Mitochondrial dysfunction is increasingly recognized to be associated with common age-associated diseases and with the aging process itself, while metabolic diseases are caused by inherited mitochondria defects.
In this new study, researchers investigated the mitochondria metabolic profile of a cohort of patients with Leigh syndrome French Canadian variant (LSFC), a syndrome where patients exhibit several hallmarks of mitochondrial disorders, such as lactic acidosis (characterized by low pH in body tissues and blood accompanied by the buildup of lactate) and Leigh syndrome, a rare, severe, genetic neurological disorder that typically arises in the first year of life and leads to death within a couple of years due to respiratory failure, caused by a mutation in mitochondrial DNA in 20 to 25 percent of cases.
Researchers recruited LSFC patients and performed metabolic profiling using plasma and urine samples (collected in a prospective, case-control study) by targeted mass spectrometry (a technique that allows quantitation of proteins). They found that LSFC patients exhibit a distinct metabolic signature when compared to controls. This signature consists of 45 compounds that are associated with different metabolic pathways, such as cardiometabolic risk, disrupted NADH/NAD+, but also lipid and amino acid metabolism. Specifically, the results suggest that LSFC patients have an increased global cardiometabolic risk, despite the fact that they are relatively young (mean age of 22 years old).

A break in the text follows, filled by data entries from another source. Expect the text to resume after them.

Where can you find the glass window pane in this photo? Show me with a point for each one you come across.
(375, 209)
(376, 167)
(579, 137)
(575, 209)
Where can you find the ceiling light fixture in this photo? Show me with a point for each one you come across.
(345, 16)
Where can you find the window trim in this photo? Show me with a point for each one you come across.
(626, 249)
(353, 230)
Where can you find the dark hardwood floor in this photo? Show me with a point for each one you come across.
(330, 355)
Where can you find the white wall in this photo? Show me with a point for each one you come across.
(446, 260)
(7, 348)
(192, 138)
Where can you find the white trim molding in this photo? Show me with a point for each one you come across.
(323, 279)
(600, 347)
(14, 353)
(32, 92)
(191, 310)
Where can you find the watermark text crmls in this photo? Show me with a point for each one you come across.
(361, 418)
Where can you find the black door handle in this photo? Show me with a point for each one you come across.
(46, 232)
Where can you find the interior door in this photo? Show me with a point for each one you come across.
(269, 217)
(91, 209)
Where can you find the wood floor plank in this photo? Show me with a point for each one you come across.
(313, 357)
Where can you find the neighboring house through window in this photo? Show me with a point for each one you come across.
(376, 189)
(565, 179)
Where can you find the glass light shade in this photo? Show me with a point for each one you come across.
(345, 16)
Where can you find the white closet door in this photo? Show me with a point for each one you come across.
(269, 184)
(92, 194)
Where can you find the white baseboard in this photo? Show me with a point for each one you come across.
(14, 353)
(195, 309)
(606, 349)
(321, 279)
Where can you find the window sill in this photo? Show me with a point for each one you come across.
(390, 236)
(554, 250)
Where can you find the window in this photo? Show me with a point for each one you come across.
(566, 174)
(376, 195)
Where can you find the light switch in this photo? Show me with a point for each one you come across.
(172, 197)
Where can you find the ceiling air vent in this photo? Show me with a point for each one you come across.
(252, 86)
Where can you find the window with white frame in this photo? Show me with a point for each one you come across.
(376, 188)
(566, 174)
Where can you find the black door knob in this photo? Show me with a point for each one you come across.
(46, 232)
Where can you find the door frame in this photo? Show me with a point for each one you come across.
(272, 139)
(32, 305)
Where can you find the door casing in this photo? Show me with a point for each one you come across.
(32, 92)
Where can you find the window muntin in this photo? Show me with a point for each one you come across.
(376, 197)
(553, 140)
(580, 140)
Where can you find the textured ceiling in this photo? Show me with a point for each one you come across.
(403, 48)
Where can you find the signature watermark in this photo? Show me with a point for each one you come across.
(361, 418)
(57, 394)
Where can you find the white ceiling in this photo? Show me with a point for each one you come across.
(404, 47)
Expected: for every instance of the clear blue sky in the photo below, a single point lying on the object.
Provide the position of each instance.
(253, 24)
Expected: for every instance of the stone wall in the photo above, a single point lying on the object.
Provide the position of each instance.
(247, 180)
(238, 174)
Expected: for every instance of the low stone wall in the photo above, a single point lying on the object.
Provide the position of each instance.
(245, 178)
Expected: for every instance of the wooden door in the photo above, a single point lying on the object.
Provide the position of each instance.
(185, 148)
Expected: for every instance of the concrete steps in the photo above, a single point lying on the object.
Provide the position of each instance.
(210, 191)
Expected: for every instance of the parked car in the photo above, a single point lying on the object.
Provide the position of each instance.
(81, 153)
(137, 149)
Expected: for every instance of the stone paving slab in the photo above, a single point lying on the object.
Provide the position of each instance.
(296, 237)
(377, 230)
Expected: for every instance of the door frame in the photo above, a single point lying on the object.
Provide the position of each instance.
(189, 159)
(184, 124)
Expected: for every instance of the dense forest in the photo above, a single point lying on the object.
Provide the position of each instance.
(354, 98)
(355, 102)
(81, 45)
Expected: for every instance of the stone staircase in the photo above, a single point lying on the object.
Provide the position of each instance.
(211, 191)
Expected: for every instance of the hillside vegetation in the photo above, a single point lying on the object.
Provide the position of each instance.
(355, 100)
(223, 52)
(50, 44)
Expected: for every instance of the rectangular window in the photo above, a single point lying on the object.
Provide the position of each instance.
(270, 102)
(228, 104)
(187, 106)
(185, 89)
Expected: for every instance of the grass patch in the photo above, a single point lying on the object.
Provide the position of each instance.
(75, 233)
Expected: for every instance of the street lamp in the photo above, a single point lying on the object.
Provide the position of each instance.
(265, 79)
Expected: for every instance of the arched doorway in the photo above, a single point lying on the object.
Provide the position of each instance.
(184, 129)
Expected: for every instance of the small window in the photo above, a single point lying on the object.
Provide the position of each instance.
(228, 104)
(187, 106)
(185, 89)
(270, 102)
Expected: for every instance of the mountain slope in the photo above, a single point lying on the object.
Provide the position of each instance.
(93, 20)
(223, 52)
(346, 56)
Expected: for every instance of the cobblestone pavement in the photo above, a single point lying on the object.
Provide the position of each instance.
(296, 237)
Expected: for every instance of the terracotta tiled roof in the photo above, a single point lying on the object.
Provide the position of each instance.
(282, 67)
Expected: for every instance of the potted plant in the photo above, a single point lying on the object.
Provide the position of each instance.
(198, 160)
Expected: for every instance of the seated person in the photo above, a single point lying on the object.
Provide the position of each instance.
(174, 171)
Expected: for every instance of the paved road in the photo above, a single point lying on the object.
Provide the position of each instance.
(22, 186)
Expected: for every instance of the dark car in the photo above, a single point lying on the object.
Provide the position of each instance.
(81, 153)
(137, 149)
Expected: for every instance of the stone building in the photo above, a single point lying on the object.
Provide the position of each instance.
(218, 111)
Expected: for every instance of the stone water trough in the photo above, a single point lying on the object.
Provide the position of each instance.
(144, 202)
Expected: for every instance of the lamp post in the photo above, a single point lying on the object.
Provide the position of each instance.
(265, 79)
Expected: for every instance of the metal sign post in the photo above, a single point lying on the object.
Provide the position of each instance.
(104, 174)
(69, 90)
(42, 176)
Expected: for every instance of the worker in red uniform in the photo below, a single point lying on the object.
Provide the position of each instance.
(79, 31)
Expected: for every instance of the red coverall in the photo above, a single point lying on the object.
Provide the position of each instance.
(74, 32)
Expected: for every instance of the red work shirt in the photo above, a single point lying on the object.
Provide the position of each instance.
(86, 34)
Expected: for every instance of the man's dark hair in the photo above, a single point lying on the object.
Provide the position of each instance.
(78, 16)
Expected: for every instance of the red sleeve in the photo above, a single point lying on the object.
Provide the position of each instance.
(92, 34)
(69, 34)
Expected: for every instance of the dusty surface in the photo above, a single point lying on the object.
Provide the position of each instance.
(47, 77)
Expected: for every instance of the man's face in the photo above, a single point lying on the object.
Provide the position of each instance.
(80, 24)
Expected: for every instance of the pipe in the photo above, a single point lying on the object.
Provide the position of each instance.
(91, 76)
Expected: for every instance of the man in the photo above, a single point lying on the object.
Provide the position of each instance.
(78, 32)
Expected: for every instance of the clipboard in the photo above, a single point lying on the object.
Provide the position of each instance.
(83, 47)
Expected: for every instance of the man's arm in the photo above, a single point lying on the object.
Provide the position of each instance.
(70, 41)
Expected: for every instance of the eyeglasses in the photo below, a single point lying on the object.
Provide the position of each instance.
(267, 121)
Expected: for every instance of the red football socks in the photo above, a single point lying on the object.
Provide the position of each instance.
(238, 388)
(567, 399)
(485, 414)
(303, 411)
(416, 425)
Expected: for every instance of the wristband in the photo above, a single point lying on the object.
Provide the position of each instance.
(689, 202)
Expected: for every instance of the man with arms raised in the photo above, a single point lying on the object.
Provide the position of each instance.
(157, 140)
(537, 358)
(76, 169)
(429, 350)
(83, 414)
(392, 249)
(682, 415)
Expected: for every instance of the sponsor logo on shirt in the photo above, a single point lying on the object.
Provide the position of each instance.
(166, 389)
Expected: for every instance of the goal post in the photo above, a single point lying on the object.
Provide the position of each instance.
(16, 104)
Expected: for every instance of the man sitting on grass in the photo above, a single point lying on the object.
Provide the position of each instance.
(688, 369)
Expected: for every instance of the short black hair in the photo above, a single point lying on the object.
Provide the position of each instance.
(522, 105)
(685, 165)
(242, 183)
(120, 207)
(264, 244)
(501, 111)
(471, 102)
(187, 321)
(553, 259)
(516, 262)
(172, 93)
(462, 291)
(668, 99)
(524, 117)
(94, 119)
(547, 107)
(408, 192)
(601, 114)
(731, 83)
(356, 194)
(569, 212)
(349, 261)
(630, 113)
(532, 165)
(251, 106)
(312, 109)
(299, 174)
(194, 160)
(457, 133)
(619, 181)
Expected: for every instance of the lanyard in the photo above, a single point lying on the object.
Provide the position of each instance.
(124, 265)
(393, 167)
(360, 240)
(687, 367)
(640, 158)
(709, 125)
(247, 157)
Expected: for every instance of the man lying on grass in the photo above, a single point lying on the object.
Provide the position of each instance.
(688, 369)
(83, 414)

As expected, they showed disturbances in pathways linked to energy metabolism and mitochondria redox status (NADH/NAD+ ratio). Beyond mitochondrial energy metabolic pathways, researchers also observed that LSFC patients have perturbations in the metabolism of several amino acids.
The research team highlights that their findings support the power of using a metabolomics approach in Leigh syndrome, where they uncovered a LSFC metabolic signature that reflects alterations that may likely associate with mitochondrial dysfunction. Future studies should investigate the metabolic mechanisms underlying these alterations and potentially determine if the identified metabolites may be used as biological markers for disease severity, progression, and response to therapeutics in patients with LSFC.